Verified by Precogs Threat Research
Last Updated: Mar 21, 2026
Base Score
7.5HIGH

Executive Summary

CVE-2019-25552 is a high severity vulnerability affecting ai-code. It is classified as CWE-836. Ensure your systems and dependencies are patched immediately to mitigate exposure risks.

Precogs AI Insight

"The primary vulnerability vector is rooted in within CEWE PHOTO SHOW 6.4.3, allowing an architectural oversight in input validation. In a real-world scenario, an attacker could exploit this by inject malicious logic that alters the execution flow of the application engine. The Precogs multi-engine scanning approach is specifically built to alert security teams to imminent boundary violations."

Exploit Probability (EPSS)
Low (0.1%)
Public POC
Undisclosed
Exploit Probability
Elevated (52%)
Public POC
Available
Affected Assets
ai codeCWE-836

What is this vulnerability?

CVE-2019-25552 is categorized as a critical Buffer Overflow flaw. Based on our vulnerability intelligence, this issue occurs when the application fails to securely handle untrusted data boundaries.

CEWE PHOTO SHOW 6.4.3 contains a denial of service vulnerability that allows attackers to crash the application by submitting an excessively long buffer to...

This architectural defect enables adversaries to bypass intended security controls, directly manipulating the application's execution state or data layer.

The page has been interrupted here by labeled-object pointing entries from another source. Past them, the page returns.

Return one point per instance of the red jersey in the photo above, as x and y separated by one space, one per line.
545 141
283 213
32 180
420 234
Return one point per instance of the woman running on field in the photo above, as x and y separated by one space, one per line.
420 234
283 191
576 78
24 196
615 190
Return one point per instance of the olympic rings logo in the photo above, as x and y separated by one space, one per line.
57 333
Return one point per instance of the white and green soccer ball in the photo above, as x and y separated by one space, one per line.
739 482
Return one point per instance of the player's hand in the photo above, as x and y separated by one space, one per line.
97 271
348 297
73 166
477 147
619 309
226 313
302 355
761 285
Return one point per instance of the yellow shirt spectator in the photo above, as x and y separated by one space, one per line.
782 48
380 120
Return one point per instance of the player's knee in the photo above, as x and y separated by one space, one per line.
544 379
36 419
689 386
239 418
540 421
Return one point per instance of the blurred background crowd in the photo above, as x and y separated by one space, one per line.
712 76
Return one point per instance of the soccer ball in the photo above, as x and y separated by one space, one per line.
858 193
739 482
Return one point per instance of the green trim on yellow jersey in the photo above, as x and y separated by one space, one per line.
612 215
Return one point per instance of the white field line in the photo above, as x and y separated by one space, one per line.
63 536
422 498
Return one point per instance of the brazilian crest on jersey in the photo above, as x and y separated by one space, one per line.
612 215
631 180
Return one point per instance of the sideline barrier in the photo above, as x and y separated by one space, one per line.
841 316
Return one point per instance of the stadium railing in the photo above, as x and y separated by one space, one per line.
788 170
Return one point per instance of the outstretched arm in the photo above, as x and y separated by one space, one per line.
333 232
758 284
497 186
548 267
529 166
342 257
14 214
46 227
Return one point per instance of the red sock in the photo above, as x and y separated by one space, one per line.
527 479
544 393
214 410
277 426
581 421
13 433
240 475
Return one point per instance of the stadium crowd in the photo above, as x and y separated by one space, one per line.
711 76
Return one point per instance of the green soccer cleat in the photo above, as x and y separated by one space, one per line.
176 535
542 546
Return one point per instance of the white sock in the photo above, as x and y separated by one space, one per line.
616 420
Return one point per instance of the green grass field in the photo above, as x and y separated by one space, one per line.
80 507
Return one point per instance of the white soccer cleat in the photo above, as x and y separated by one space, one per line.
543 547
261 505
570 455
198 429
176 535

Immediate strategic intervention is required.

Risk Assessment

MetricValue
CVSS Base Score7.5 (HIGH)
Vector StringCVSS:3.1/AV:N/AC:L/PR:N/UI:N/S:U/C:H/I:N/A:N
PublishedMarch 21, 2026
Last ModifiedMarch 21, 2026
Related CWEsCWE-836

Impact on Systems

Remote Code Execution: Attackers can overwrite the instruction pointer (EIP/RIP) to redirect execution to malicious shellcode.

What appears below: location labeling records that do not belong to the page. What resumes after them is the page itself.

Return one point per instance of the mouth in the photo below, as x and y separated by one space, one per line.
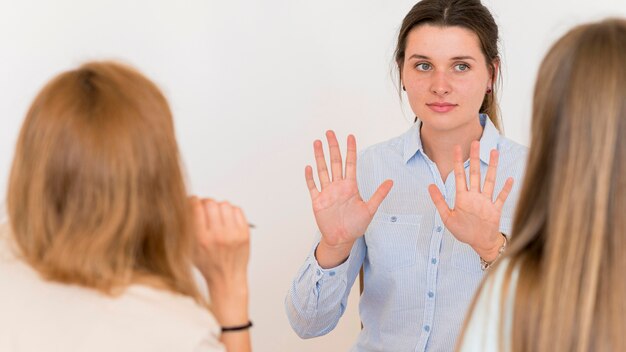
441 106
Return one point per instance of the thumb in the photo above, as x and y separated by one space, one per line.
378 196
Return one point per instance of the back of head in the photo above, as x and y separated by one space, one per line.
570 229
96 195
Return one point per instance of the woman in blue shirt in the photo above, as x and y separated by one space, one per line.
425 235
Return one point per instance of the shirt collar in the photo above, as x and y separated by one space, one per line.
488 140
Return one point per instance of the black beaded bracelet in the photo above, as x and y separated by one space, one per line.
237 328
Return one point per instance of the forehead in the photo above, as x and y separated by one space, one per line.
442 42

Memory Corruption: Overwriting adjacent memory regions can corrupt critical application state, leading to unpredictable privilege escalation.

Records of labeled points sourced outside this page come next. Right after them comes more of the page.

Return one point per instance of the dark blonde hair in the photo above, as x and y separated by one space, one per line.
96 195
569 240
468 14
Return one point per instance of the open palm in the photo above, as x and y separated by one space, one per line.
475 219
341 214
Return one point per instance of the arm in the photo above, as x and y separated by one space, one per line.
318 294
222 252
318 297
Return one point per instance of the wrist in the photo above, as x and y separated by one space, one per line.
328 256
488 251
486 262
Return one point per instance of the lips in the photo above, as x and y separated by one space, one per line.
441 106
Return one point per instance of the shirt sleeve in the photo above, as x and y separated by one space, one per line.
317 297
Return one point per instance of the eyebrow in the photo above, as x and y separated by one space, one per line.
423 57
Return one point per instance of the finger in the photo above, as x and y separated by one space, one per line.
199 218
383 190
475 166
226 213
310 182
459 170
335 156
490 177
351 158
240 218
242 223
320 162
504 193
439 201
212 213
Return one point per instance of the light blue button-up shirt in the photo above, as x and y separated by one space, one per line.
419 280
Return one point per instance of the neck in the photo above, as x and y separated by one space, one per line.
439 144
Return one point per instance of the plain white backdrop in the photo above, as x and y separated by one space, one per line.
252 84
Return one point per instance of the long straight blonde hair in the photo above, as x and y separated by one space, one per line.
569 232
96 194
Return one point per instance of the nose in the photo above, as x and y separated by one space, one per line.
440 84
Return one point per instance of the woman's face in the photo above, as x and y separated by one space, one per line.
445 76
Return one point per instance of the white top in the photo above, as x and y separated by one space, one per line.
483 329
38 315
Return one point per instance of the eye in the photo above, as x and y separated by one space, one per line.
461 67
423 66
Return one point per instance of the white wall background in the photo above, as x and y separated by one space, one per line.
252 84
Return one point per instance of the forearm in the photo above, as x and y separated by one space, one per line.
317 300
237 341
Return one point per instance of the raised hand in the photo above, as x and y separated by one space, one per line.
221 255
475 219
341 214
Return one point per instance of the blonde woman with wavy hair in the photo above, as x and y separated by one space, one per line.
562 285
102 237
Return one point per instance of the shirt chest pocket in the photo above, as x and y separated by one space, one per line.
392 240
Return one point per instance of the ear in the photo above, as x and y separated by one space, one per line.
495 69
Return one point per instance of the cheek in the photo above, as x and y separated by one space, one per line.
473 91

Denial of Service: Triggering segmentation faults and kernel panics results in immediate disruption of critical systems.

How to fix this issue?

Implement the following strategic mitigations immediately to eliminate the attack surface.

1. Memory-Safe Languages Where possible, migrate critical parsing logic to memory-safe languages like Rust or Go.

2. Safe Standard Libraries Replace unbounded C functions (strcpy, sprintf) with boundary-checking equivalents (strncpy, snprintf).

3. Compiler Defenses Ensure software is compiled with modern defensive flags: ASLR, DEP/NX, Stack Canaries (SSP), and Position Independent Executables (PIE).

Vulnerability Signature

// Vulnerable C Function
void parse_network_packet(char *untrusted_data) \{
    char local_buffer[128];
    // VULNERABLE: strcpy does not verify the length of the source data
    strcpy(local_buffer, untrusted_data);
    printf("Packet Processed.");
\}

// EXPLOIT PAYLOAD: 128 bytes of padding + [Overwrite EIP Address]

References and Sources

Vulnerability Code Signature

Attack Data Flow

StageDetail
SourceUntrusted User Input
VectorInput flows through the application logic without sanitization
SinkExecution or Rendering Sink
ImpactApplication compromise, Logic Bypass, Data Exfiltration

Vulnerable Code Pattern

# ❌ VULNERABLE: Unsanitized Input Flow
def process_request(request):
    user_input = request.GET.get('data')
    # Taint sink: processing untrusted data
    execute_logic(user_input)
    return {"status": "success"}

Secure Code Pattern

# ✅ SECURE: Input Validation & Sanitization
def process_request(request):
    user_input = request.GET.get('data')
    
    # Sanitized boundary check
    if not is_valid_format(user_input):
        raise ValueError("Invalid input format")
        
    sanitized_data = sanitize(user_input)
    execute_logic(sanitized_data)
    return {"status": "success"}

How Precogs Detects This

Precogs AI Analysis Engine maps untrusted input directly to execution sinks to catch complex application security vulnerabilities.\n

Is your system affected?

Precogs AI detects CVE-2019-25552 in compiled binaries, LLMs, and application layers — even without source code access.